The Challenge, One Last Time

This week Jay Mathews once again unleashed on the world his annual ranking of the “top 9 percent” of American high schools in a list he calls the “challenge” index.

And once again I’ve been thinking of how to write about this far too high profile and extremely trivial approach to discussing school quality without repeating myself.

Looking over my past posts on the subject (really? that many?), I got nothin’ new.

Mathews thinks he has something novel by adding a “sampling of private schools as a way to compare private to public schools”, but, other than complaining about private schools hiding data from him, nothing about this tired exercise has changed.

His index is still based on computing a simplistic ratio of the number of AP and other college level tests taken at a school divided by the number of graduating seniors. Just ignore the number of students who actually pass those tests or any other factor of school quality you care to name.

In this week of challenge overload on his blog, Mathews also grumbles about similar competing “best high schools” lists published this month in Newsweek (former home of his index) and US News and World Report (are they still publishing on paper?), while still taking some credit for both.  But it doesn’t sound as either of the alternatives is any more substantive.

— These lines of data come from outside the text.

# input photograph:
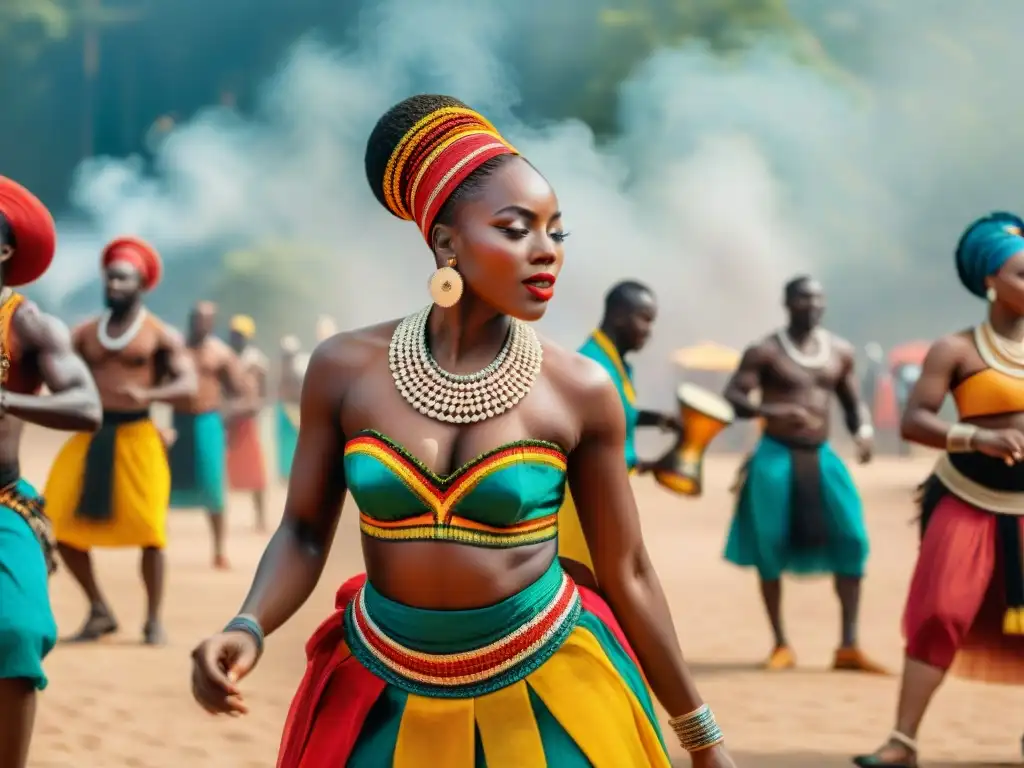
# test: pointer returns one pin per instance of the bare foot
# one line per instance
(781, 658)
(99, 624)
(853, 659)
(153, 633)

Ok, I’ve already given Mathews too many links concerning his overly-hyped ranking, both in this post and all the others.

I’m done.

Making Educational Widgets

In a new piece of crap from the op-ed section of today’s Post, Bill Gates says he is on the case of improving teachers.

Our foundation is working with nearly 3,000 teachers in seven urban school districts to develop fair and reliable measures of teacher effectiveness that are tied to gains in student achievement. Research teams are analyzing videos of more than 13,000 lessons – focusing on classes that showed big student gains so it can be understood how the teachers did it.

Ok, so far. Although that phrase “showed big student gains” is suspect since we know those “gains” are on standardized test scores that may or may not equate to actual learning.

But it’s one line early in the piece that bothers me more than any other, one that clearly shows his lack of understanding when it comes to teaching and learning.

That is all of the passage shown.